Space: 1999 – Another Time, Another Place

breakawayPerhaps it should have been evident that we were in for a really eerie episode when the first 4 minutes of this story were utterly devoid of dialogue.  The crew notice something happening which defies any sort of scientific description as far as I can tell, before the moon seems to separate in two… not two parts, but two distinct entities.  Then one woman, Regina (who will be our latest fatality), starts believing two alternate realities at the same time.  She starts getting sunburn while indoors and has thoughts that don’t match reality.  That’s because there are two realities and oddly, she seems to be a part of both. Oh, this one is a weird one alright.

Let’s take a moment to acknowledge the fatalities because it’s a matter of perspective this time.  After the last episode, we would be down to 294 with the death of Regina, but depending on the reality you follow, there are a lot more, including Commander Koenig and Alan Carter.  It seems that when the moon was separated into two distinct forms, there were different outcomes.  And strangely both lead back to Earth.

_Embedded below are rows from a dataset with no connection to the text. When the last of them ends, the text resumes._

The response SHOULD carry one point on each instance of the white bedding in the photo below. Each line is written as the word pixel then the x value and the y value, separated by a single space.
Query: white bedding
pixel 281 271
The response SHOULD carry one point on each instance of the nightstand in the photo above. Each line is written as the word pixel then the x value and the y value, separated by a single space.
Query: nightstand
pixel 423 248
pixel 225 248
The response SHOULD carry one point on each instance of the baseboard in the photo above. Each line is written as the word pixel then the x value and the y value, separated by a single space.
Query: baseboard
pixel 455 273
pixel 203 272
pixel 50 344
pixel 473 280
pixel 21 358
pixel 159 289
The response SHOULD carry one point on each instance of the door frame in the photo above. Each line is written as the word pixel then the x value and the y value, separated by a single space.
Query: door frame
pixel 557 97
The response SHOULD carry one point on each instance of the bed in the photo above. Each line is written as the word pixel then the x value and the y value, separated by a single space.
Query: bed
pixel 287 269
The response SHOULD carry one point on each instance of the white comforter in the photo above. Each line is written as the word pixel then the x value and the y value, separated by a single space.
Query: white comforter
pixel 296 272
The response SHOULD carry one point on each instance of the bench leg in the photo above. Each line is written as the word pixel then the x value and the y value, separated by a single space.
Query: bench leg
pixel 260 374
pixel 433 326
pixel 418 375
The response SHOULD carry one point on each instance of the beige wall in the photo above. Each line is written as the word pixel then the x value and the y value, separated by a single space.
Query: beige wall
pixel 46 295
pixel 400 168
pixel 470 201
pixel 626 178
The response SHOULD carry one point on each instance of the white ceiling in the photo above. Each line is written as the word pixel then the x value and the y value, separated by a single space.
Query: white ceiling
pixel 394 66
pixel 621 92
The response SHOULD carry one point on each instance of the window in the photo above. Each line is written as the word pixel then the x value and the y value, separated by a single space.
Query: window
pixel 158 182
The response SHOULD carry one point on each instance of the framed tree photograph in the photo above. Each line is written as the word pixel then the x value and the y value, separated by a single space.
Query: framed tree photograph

The unusual phenomena hurtled the moon through space at massive speeds and the inhabitants discovered they are heading back to Earth, against all odds.  Koenig believes there’s a mind behind it, but if there were, it’s never discovered.  The crew try to make contact, but there is no life left on Earth, except for a small colony in California.  Koenig, Russell and Carter go down to investigate and find they are already there… well, the Alphans anyway.  Koenig and Carter are dead on the other moon.  The rest of the people made it down.  Victor explains that all life on Earth is gone; he’s sort of the Oracle for the episode, knowing things that may not make sense but then, we have to accept some tropes here.  The fact that Earth has been identified as destroyed is a gut punch.  I’ve been alluding to it for weeks but these 300 Alphans are all that remains of humanity.  This really is the twilight of the human race and we’re following them on the last leg of our history.  The parallel group that made it to Earth first started having children with the hope of repopulating.  We get to meet two of the children: those of Paul and Sandra.  This is actually an incredibly clever piece of writing in that we’ve seen a budding attraction there twice now, but it was more than that and we get that acknowledged once and for all in this story.  Also, before his death, Koenig and Russell married.  In many ways, this episode is a look at “what might have been.”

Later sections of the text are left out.